Carnival reported net income of $1.3 billion, or $1.69 per share, on revenues of $5.1 billion for its third fiscal quarter ended Aug. 31, 2011, compared to net income of $1.3 billion, or $1.62 per share, on revenues of $4.5 billion for the same period last year.
Commenting on the results in a prepared statement, Micky Arison, chairman and CEO, said: “Cruise ticket prices for our peak summer season remained strong close to sailing driving a 2.6 percent yield improvement. Our North American brands performed well, achieving an almost 6 percent yield increase, while our European, Australian and Asian brand yields fell 2 percent due primarily to the geo-political unrest in the Middle East and North Africa.
On the cost side, excluding the Costa Marina and fuel, costs were up 2 percent over the prior year, driven by higher food, freight, crew travel and other hotel costs. Fuel costs were up 45 percent year-over-year. The company also posted a loss on the sale of the Marina from book value.
At press time, the company’s share price was fluctuating between $30 and $31 compared to a 52-week low/high of $28.52/$48.14.
Just as shipyard executives were complaining that the cruise ship market was dead or at best zombie-like, two orders materialized, for one ship, plus an option, for TUI Cruises, going to STX Finland, and one more yacht-like ship for Compagnie du Ponant, going to Fincantieri. TUI ordered a 97,000-ton, 2,500-passenger ship for delivery in 2014. The company has an option on a second, which it said must be exercised within 12 months.

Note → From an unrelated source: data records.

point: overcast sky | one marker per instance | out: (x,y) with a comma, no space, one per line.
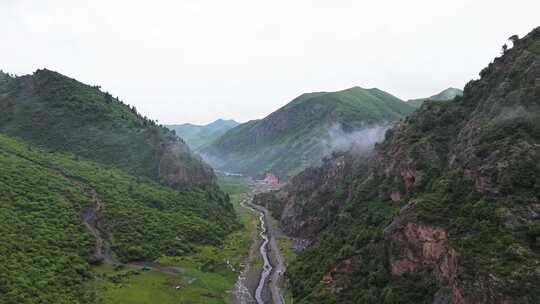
(196,61)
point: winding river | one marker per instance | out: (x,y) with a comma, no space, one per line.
(267,268)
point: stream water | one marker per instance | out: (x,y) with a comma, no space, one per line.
(267,268)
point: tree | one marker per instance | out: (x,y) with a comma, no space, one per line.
(504,49)
(514,39)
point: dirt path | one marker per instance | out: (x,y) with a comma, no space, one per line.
(90,218)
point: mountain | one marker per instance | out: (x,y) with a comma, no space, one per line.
(197,136)
(61,215)
(62,114)
(302,132)
(448,94)
(85,180)
(445,210)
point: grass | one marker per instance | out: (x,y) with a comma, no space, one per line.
(204,277)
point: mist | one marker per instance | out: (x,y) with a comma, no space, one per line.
(360,141)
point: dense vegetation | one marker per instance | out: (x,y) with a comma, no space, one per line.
(445,211)
(299,134)
(198,137)
(45,250)
(445,95)
(58,112)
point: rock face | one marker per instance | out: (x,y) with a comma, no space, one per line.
(61,113)
(445,210)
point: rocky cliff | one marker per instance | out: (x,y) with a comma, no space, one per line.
(445,210)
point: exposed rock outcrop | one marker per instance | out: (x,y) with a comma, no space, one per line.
(444,211)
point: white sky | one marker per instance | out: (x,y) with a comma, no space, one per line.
(195,61)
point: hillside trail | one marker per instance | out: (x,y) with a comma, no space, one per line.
(90,216)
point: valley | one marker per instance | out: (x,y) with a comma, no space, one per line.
(347,196)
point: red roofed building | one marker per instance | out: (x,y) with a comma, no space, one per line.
(271,179)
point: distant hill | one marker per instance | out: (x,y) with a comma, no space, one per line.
(197,136)
(60,113)
(445,210)
(302,132)
(85,180)
(447,94)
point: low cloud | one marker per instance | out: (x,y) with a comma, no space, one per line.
(360,141)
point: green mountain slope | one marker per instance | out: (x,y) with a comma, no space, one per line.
(445,210)
(447,94)
(197,136)
(46,250)
(58,112)
(302,132)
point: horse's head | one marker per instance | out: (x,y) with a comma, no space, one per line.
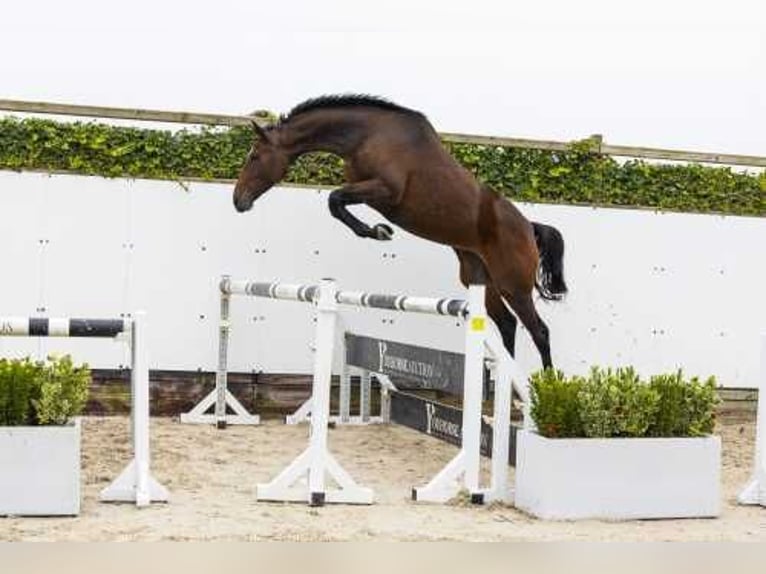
(266,164)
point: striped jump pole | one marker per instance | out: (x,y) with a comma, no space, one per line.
(135,483)
(316,461)
(304,479)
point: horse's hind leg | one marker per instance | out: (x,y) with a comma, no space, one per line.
(524,308)
(472,270)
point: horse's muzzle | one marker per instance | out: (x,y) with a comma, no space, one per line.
(242,202)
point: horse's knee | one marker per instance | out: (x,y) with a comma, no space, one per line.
(335,203)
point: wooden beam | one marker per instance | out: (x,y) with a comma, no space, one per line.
(128,113)
(261,118)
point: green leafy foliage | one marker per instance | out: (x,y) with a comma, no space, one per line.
(63,391)
(617,403)
(687,408)
(577,175)
(19,388)
(554,405)
(42,393)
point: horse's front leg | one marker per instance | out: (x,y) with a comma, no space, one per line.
(371,191)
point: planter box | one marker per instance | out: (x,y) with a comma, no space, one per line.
(618,478)
(40,470)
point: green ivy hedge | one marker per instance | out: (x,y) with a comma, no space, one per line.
(577,176)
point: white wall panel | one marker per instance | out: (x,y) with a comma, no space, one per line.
(658,291)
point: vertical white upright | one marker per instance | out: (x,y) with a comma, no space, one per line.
(304,478)
(221,375)
(220,397)
(501,420)
(462,472)
(473,386)
(755,490)
(365,396)
(327,316)
(135,483)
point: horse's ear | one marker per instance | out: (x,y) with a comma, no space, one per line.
(260,132)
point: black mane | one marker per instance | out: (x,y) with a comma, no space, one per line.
(347,101)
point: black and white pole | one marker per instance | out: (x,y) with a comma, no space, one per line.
(462,472)
(220,399)
(755,490)
(135,483)
(305,478)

Neither TUI nor STX announced the building cost, which is assumed to be very attractive considering the market conditions. Ponant ordered a sister ship to the 264-passenger Le Boreal and L’Austral, which were also built by Fincantieri. It is slated to be delivered in 2013. The all-inclusive building cost was reported to be 100 million euro.Battling for Orders
“We have come down from a booming market for cruise-ship building that reached its peak in 2007,” said Corrado Antonini, chairman of Fincantieri.
He said that the future newbuilding pace will be more or less half of what it was in the past decade. Making the situation even tougher is the fact that the number of shipyards in the cruise market has increased, but the order volume has not.
In its Q2 report issued in late August, STX Europe said that the cruise and ferry market was improving, but remained challenging. That market description means that there are prospective projects, explained to Timo Suistio, executive vice president and COO at STX Finland and director of the Rauma shipyard. “The volume is low,” he added, “but the market is alive – it is not dead. And it also means that the price level on recent orders is very low.
The shipyards face two main issues, according to Jacques Hardelay, president of STX France: The reduced building pace, and as a consequence of that, the downward pressure on pricing as building capacity exceeds demand.
“The customers want to pay less for more complex ships,” he added.